In 2014, Marinkovich received the Creative New Zealand Tup Lang Choreographic Award. She choreographed productions at INSTINC Art Gallery Singapore and Rimbun Dahan in Kuala Lumpur, Malaysia. In 2017, she devised and choreographed a surrealist dance/drama performance called Lobsters, staged at the Circa Theatre. A review in The Dominion Post called it an "incredibly innovative and original piece of performance art", and the show won three Wellington Theatre Awards. In 2018, Marinkovich was appointed dance educator for the Royal New Zealand Ballet, delivering the company's education and community events. She has also worked for the New Zealand School of Dance as a choreographer.
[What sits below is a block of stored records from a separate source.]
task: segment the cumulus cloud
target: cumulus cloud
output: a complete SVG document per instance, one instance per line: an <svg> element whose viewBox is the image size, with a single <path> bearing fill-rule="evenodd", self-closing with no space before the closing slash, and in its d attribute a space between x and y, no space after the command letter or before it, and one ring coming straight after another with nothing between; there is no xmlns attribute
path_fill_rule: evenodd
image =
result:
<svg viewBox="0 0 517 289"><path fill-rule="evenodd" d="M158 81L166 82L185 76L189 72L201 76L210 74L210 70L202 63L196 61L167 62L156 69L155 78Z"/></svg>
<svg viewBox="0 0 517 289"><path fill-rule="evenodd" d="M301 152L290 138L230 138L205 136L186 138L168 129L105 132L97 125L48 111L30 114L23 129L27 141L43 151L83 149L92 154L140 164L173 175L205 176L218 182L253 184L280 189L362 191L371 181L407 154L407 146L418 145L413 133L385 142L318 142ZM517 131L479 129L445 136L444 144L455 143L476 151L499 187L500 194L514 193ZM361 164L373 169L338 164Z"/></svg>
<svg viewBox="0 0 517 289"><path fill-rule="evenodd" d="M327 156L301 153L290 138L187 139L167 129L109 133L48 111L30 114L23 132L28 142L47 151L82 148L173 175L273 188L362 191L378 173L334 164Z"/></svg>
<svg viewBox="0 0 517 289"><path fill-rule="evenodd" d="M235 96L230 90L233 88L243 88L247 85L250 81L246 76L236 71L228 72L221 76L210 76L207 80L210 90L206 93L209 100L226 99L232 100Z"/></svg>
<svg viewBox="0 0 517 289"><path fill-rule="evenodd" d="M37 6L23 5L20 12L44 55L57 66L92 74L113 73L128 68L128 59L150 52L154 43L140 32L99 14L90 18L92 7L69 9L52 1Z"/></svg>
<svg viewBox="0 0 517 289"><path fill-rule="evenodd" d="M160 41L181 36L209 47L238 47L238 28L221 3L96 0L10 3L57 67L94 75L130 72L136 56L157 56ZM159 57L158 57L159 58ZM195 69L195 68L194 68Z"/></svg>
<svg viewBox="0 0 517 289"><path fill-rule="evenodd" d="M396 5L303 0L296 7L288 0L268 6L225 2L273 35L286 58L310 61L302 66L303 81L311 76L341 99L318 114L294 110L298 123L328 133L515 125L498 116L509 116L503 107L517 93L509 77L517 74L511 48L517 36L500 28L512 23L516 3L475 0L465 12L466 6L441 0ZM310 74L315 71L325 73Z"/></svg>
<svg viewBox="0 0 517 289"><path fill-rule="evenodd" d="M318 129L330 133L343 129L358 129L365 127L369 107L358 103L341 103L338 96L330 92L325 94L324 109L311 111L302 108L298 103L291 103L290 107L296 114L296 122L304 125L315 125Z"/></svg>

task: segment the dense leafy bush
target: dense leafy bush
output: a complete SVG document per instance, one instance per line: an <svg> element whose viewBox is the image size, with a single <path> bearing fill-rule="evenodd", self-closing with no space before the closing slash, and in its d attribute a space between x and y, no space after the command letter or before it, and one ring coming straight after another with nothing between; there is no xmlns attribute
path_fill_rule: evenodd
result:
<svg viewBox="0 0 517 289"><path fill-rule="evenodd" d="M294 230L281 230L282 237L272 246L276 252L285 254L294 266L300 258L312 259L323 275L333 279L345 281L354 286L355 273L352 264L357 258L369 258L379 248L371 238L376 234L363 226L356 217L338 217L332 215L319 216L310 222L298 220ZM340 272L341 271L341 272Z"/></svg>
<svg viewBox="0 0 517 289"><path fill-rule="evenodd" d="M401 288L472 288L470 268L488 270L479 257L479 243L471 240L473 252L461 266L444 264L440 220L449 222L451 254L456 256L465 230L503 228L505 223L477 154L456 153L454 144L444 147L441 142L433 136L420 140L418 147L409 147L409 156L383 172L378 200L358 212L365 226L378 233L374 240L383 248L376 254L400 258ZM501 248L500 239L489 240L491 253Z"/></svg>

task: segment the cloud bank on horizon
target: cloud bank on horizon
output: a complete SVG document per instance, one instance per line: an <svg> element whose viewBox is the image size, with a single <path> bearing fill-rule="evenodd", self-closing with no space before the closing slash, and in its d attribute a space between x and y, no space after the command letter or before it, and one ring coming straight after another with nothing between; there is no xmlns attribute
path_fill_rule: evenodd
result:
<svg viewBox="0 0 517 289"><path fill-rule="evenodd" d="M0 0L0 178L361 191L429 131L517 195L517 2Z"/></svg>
In 2018 she was awarded the Harriet Friedlander New York Residency from the Arts Foundation of New Zealand jointly with her partner, musician Lucien Johnson. This residency of $100,000 enabled them to spend a year living in New York City. In March 2020, the Borderline Arts Ensemble premiered Strasbourg 1518 at the New Zealand International Arts Festival, directed and choreographed by Marinkovich and inspired by the dancing plague of 1518; the show's initial run was cut short due to the COVID-19 pandemic. It was performed again as part of the 2021 Auckland Arts Festival.

In 2021, Marinkovich held a Caroline Plummer Community Dance Fellowship in Dunedin; as part of this fellowship she developed and ran a programme teaching people living with Parkinson's disease to dance. She also held the Caselberg Trust Creative Connections residency.